There have also been proposals for more interactive publications of individual articles, with bloglike opportunities for discussion and replies. That’s fine too, but I think the only way to make real progress here is to accept that no individual article will tell the whole story, especially if the article is a report of new research. If the Bem finding is real, this can be demonstrated in a series of papers in some specialized journal.

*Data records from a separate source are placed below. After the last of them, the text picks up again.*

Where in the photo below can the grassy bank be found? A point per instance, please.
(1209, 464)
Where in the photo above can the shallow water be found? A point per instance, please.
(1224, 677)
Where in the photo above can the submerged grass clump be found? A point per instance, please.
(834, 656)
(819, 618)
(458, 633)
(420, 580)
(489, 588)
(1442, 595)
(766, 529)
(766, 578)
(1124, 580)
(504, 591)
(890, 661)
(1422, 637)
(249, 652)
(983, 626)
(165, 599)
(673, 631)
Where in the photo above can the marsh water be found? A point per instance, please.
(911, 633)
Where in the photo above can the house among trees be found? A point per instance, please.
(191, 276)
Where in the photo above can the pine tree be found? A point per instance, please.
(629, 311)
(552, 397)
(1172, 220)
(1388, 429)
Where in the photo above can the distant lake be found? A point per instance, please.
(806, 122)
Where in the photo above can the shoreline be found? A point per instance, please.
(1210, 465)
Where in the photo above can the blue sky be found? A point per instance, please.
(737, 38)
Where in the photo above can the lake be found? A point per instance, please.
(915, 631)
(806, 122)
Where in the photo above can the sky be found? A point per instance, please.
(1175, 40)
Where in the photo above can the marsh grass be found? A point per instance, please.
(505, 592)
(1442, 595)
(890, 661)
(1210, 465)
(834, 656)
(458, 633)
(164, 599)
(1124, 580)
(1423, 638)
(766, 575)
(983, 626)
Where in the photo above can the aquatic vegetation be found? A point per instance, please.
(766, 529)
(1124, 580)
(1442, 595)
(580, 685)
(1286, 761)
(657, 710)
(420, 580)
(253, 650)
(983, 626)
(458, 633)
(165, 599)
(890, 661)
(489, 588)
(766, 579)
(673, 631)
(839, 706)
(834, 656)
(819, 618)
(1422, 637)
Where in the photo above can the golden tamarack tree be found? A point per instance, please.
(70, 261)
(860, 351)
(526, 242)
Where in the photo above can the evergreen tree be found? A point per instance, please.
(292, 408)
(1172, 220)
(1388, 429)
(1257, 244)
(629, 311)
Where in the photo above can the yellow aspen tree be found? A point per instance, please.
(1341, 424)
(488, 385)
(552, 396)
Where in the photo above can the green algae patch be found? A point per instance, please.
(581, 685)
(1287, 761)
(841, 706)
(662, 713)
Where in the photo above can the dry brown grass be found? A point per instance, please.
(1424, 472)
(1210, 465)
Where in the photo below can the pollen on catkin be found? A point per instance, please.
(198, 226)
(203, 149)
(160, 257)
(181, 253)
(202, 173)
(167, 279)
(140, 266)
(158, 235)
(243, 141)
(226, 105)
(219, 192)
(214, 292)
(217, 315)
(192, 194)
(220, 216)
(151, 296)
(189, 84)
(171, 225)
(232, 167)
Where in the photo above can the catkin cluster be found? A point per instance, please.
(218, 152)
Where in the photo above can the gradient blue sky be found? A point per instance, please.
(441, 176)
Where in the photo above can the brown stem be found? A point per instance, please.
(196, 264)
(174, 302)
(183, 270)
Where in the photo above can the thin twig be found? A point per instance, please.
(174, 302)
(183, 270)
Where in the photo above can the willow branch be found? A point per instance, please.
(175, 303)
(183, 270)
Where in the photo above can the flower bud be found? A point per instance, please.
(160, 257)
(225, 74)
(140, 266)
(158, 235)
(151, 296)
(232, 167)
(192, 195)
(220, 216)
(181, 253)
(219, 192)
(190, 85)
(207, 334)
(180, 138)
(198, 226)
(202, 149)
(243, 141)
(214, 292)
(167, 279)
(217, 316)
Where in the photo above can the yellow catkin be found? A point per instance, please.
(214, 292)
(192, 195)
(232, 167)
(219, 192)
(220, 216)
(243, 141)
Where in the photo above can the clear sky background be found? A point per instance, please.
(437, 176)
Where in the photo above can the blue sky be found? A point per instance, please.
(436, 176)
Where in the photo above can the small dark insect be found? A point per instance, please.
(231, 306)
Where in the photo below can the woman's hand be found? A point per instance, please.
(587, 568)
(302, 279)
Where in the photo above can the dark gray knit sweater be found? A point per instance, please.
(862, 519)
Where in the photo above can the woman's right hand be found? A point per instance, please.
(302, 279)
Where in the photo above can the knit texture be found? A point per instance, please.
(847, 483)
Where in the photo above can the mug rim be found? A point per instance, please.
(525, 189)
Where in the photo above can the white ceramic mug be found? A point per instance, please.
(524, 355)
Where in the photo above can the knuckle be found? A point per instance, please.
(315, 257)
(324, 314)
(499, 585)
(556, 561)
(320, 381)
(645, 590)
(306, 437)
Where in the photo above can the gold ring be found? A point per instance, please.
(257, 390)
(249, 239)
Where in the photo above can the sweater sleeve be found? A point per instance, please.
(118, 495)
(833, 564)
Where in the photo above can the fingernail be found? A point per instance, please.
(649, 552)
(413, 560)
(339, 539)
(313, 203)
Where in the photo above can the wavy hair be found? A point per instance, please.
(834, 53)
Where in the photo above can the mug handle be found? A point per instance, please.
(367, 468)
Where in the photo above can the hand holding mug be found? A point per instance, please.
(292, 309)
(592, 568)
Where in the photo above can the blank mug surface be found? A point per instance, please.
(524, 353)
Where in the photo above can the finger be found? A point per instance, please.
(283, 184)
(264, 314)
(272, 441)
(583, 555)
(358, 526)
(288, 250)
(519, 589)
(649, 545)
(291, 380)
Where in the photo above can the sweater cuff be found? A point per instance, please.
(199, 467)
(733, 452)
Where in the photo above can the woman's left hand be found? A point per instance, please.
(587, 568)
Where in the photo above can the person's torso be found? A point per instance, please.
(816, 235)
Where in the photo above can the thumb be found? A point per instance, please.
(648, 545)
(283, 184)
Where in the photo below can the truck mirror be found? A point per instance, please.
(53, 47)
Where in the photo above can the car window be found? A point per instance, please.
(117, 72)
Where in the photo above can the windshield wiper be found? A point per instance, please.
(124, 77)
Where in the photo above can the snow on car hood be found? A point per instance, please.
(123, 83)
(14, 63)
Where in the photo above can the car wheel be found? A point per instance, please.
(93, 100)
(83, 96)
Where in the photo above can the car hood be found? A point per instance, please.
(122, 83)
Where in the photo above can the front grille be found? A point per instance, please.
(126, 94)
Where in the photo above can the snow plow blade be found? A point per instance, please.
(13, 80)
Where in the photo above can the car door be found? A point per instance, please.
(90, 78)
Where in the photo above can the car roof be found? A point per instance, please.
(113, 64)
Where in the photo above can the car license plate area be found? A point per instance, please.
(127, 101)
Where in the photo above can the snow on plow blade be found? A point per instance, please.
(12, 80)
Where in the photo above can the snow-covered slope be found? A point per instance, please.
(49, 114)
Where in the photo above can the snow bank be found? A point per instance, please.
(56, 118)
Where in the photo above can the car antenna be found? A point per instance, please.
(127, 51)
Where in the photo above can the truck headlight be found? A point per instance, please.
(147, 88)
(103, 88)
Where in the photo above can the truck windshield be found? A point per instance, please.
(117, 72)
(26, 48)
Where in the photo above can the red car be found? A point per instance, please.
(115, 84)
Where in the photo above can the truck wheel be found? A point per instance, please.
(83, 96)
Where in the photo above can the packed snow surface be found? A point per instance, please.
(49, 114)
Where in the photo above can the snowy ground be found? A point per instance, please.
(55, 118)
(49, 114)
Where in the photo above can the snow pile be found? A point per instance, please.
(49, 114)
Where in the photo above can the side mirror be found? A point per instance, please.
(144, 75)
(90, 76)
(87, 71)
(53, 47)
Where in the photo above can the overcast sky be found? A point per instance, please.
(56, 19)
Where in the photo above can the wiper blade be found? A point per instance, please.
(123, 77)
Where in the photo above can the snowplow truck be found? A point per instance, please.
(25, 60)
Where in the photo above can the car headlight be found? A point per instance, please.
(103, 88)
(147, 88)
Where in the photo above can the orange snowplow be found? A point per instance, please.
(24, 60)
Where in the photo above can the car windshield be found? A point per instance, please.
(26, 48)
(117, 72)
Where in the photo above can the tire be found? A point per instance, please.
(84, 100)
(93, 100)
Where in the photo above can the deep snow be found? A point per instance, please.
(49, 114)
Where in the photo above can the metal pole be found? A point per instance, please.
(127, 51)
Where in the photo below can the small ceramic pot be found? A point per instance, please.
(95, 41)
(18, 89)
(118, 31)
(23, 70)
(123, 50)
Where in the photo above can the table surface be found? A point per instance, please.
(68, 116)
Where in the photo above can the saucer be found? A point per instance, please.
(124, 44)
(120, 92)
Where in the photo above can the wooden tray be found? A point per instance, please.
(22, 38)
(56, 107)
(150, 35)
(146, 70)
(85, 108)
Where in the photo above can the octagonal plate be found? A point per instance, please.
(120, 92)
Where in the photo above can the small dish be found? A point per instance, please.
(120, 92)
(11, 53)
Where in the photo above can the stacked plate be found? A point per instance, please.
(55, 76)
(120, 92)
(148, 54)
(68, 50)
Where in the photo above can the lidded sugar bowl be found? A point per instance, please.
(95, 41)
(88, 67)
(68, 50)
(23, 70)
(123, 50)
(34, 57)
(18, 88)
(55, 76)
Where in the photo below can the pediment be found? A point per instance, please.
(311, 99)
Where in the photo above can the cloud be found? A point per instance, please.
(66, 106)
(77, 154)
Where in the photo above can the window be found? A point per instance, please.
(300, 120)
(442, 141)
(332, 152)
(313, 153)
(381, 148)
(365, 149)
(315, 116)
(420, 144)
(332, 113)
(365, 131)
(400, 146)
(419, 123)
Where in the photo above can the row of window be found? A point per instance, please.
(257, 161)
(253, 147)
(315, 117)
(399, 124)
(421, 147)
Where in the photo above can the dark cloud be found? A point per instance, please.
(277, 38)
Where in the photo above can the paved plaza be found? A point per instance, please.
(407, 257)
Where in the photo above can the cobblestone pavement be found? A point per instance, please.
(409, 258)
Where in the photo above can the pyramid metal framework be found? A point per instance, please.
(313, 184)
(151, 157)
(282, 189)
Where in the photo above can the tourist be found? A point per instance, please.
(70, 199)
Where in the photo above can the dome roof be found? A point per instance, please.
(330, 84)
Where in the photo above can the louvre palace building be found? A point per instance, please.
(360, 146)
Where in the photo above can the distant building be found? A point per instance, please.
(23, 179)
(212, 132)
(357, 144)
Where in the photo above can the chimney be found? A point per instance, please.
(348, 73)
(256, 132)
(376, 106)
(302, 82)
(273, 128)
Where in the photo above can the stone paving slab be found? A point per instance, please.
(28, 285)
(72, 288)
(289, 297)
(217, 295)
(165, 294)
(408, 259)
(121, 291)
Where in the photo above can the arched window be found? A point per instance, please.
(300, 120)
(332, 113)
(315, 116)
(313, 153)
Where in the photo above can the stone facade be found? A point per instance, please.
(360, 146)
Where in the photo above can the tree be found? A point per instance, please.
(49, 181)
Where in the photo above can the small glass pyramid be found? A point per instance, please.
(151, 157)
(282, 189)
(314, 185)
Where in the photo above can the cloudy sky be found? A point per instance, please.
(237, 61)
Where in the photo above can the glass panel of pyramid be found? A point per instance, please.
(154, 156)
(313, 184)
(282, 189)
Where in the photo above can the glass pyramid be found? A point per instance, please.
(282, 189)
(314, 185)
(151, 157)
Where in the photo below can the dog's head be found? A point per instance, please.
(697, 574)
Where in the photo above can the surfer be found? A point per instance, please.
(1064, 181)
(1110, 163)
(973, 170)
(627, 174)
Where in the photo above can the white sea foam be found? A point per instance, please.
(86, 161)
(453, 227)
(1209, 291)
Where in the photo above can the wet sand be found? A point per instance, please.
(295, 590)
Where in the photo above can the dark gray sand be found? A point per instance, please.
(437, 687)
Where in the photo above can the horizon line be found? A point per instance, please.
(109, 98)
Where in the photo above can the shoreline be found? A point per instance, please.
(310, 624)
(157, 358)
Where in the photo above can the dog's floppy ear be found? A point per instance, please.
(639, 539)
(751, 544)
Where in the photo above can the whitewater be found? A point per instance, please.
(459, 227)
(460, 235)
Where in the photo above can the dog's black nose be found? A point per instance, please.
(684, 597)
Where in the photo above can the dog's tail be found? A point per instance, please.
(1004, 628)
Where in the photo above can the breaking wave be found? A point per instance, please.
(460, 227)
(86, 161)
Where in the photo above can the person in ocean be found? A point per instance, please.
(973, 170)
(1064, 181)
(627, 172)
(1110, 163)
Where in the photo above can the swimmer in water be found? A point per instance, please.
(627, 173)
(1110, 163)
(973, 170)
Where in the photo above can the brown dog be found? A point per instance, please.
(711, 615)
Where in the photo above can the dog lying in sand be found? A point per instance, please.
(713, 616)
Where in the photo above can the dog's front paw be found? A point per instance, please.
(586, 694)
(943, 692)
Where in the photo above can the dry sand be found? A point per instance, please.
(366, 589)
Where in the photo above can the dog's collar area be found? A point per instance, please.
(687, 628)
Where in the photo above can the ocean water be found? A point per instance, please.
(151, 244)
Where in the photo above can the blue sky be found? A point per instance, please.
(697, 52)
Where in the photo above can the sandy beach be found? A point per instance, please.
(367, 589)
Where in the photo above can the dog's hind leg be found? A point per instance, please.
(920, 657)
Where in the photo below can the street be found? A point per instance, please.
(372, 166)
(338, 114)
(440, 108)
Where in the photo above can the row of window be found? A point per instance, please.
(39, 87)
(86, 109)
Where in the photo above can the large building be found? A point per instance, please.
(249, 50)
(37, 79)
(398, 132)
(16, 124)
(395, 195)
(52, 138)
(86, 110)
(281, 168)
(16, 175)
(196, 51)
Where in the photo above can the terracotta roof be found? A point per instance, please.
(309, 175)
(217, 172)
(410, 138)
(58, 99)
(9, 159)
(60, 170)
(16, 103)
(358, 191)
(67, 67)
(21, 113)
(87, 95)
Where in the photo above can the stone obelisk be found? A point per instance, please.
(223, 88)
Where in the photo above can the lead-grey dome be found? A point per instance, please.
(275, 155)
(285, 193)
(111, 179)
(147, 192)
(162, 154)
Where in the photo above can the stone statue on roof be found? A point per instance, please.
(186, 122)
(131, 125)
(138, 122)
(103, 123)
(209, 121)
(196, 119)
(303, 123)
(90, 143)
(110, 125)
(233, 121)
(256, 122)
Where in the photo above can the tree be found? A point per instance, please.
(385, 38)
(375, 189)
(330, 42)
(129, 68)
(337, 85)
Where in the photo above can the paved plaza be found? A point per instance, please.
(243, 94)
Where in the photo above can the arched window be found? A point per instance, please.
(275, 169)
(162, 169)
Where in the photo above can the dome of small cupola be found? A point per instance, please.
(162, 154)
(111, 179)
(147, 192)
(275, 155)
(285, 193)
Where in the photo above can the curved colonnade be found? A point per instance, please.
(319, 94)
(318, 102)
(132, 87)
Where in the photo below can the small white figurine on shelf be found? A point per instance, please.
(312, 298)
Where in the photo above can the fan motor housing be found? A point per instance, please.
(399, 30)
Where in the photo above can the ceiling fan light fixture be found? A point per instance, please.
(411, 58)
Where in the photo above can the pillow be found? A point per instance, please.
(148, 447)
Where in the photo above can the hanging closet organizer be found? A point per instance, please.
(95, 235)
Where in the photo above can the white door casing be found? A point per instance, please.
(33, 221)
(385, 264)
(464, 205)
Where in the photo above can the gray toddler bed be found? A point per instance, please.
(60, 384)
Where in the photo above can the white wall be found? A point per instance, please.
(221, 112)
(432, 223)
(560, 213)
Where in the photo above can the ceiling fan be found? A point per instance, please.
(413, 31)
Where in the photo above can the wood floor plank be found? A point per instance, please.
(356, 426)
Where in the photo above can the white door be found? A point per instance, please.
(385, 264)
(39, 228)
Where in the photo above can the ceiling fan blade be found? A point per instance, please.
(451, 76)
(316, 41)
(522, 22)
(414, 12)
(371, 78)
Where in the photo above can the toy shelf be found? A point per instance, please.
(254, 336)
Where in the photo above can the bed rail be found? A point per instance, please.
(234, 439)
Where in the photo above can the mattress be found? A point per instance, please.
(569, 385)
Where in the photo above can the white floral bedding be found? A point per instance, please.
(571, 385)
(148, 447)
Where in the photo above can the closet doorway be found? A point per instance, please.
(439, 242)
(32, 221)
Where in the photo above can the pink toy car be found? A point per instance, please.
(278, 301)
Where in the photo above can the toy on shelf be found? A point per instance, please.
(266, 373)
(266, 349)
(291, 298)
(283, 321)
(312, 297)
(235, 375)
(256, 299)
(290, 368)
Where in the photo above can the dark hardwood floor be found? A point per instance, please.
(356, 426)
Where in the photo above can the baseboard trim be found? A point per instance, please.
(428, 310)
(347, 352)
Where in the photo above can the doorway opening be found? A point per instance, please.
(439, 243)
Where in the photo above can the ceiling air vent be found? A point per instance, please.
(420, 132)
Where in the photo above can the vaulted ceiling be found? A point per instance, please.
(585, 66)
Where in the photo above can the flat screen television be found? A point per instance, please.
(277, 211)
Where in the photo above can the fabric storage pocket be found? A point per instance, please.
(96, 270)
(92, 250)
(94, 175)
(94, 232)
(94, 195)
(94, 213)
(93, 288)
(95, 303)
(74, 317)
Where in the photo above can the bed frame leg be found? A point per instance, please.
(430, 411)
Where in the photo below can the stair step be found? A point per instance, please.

Appendix: Individual cases can be tough!
I’ve encountered a lot of these borderline research findings over the past several years, and my own reaction is typically formed by some mix of my personal scientific knowledge, the statistical work involved, and my general impressions. Here are a few examples:
“Beautiful women have more daughters”: I was pretty sure this one was empty just based on my background knowledge (the claim was an difference of 8 percentage points, which is much more than I could possibly expect based on the literature). Careful review of the articles led me to find problems with the statistics.
Dennis the dentist, Laura the lawyer, and the proclivity of Dave Kingman and Vince Koleman to strike out a lot: I was ready to believe the Dennis/Laura effect on occupations and only slightly skeptical of the K effect on strikeouts, but then the work was later strongly criticized on methodological grounds. Still, my back-of-the-envelope calculation let me to believe that they hypothesized effects could be there.
Warming increases the risk of civil war in Africa: This one certainly could be true but something about it rang some bells in my head and I’m skeptical. The statistical evidence here is vague enough that I could well take the opposite tack, believing the claim and being skeptical about skepticism of it. To be honest, if I knew these researchers personally I might very well be more inclined to trust the result. (And that’s not so silly: if I knew them personally I could ask them a bunch of questions and get a sense of where their belief in this finding is coming from.)
“45% hitting, 25% fielding, and 25% pitching”: I was skeptical here because it was presented as a press release with no link to the paper but with enough details to make me suspect that the statistical analysis was pretty bad.
“Minority rules: scientists discover tipping point for the spread of ideas”: I don’t know if this should be called “junk science” or just a silly generalization from a mathematical model. Here I was suspicious because the claim was logically inconsistent and the study as a whole fit the pattern of physicists dabbling in social science. (As I wrote at the time, I’ll mock what’s mockable. If you don’t want to be mocked, don’t make mockable claims.)
“Discovered: the genetic secret of a happy life”: There’s potentially something here but the differences are much smaller than implied by the headlines, the news articles, or even the abstract of the published article.
Whatever medical breakthrough happens to have been reported in the New York Times this week: I believe all of these. Even though I know that these findings don’t always persist, when I see it in the newspaper and I know nothing about the topic, I’m inclined to just believe.
That’s one reason the issue of flawed research is important! I’m as well prepared as anyone to evaluate research claims, but as a consumer I can be pretty credulous when the research is not close to my expertise.
If there is any coherent message from the above examples, it is that my own rules for how to evaluate research claims are not clear, even to me.